Nadler tells DOJ, "we need vigorous enforcement." of the NVRA
Voting Matters Blog reports: February 26 was not a good day for Asheesh Agarwal, Deputy Assistant Attorney General for the Civil Rights Division of the U. S. Department of Justice. During a hearing of the House Committee on the Judiciary, the bookish bureaucrat was raked slowly over the hot coals by several irate members of Congress.
At issue was the DOJ’s enforcement of key provisions within the National Voter Registration Act (NVRA), which was passed by Congress in 1993 to increase participation in federal elections. Committee members attempted, with little success, to get Agarwal to explain why DOJ has spent the lion’s share of its resources to pressure states to purge voters rather than ensuring their rights.

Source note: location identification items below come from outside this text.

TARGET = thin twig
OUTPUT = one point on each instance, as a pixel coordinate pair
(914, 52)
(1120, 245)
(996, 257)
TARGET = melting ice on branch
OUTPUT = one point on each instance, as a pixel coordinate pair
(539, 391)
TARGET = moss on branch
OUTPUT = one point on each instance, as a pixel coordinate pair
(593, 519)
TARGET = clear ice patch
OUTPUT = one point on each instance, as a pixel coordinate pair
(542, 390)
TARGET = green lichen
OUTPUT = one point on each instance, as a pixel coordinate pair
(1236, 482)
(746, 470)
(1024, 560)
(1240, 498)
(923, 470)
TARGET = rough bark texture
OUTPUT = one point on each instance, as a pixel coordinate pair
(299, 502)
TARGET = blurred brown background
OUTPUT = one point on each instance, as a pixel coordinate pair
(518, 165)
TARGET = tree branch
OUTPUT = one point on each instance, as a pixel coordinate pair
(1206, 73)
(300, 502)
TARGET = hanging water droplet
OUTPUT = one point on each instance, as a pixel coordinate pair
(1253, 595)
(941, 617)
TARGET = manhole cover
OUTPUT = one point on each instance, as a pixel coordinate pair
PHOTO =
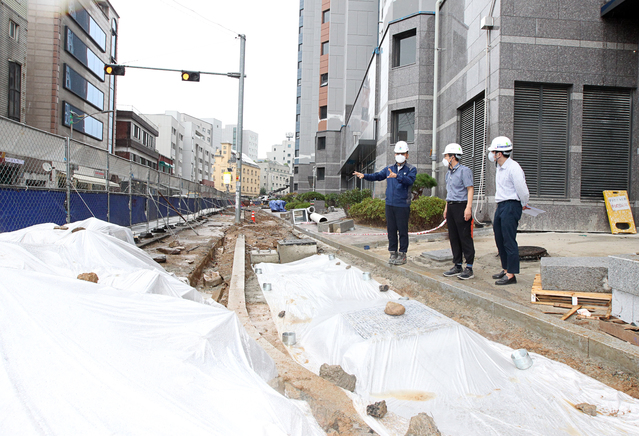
(532, 253)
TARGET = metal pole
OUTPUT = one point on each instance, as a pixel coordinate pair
(240, 127)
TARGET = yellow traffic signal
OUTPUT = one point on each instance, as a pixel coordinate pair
(114, 70)
(190, 76)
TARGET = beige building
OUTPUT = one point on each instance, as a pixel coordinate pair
(225, 161)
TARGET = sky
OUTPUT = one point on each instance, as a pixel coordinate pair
(201, 35)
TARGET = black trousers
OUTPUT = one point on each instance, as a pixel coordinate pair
(461, 240)
(397, 222)
(505, 225)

"Rights on paper are not the same as rights in fact," intoned Congressman Jerrold Nadler of New York. "For that we need vigorous enforcement."

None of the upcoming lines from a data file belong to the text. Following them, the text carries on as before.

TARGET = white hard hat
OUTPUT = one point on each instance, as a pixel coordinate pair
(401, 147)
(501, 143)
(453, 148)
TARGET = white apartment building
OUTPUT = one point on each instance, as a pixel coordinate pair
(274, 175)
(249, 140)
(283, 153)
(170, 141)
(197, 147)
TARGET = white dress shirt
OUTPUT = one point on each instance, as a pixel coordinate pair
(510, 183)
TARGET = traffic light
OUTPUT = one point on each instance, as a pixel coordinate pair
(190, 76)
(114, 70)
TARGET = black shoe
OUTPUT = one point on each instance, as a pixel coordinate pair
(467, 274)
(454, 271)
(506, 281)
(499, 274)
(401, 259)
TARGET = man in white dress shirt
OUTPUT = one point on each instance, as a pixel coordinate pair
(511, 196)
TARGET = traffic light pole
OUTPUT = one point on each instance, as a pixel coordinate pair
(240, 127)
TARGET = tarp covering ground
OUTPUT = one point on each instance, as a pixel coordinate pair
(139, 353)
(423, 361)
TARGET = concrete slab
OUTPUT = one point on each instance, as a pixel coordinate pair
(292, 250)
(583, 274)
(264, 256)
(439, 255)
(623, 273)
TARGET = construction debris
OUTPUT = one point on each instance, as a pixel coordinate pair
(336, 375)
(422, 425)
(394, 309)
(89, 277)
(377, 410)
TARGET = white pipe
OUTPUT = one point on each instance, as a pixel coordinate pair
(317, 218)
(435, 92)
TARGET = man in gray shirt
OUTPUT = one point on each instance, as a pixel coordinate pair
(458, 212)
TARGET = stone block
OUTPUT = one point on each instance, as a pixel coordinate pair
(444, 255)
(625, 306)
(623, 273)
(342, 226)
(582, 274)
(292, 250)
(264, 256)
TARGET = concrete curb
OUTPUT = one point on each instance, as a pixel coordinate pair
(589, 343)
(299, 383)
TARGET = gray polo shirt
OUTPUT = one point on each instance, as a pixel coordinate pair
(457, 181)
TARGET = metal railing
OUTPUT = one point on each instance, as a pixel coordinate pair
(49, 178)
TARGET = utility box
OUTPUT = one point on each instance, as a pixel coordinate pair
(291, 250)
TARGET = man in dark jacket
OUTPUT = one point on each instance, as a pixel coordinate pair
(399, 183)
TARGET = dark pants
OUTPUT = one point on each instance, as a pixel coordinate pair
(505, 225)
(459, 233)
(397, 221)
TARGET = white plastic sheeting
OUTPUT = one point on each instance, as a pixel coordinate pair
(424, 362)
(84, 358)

Debbie Wasserman Schultz, a Congresswoman from South Florida, cited alarming statistics about voter registration decreases documented in Unequal Access: Neglecting the National Voter Registration Act, 1995-2007, a report written by Project Vote and Demos. The report found that voter registrations generated from public assistance agencies within that period had declined by 79 percent, despite the NVRA’s specific requirement that states offer the service in agencies that help the disadvantaged. -- House Members Grill Justice Dept. Official Over NVRA Enforcement
Note: the Voting Matters Blog has a link to the video of the hearing, but be prepared to spend 2+ hours.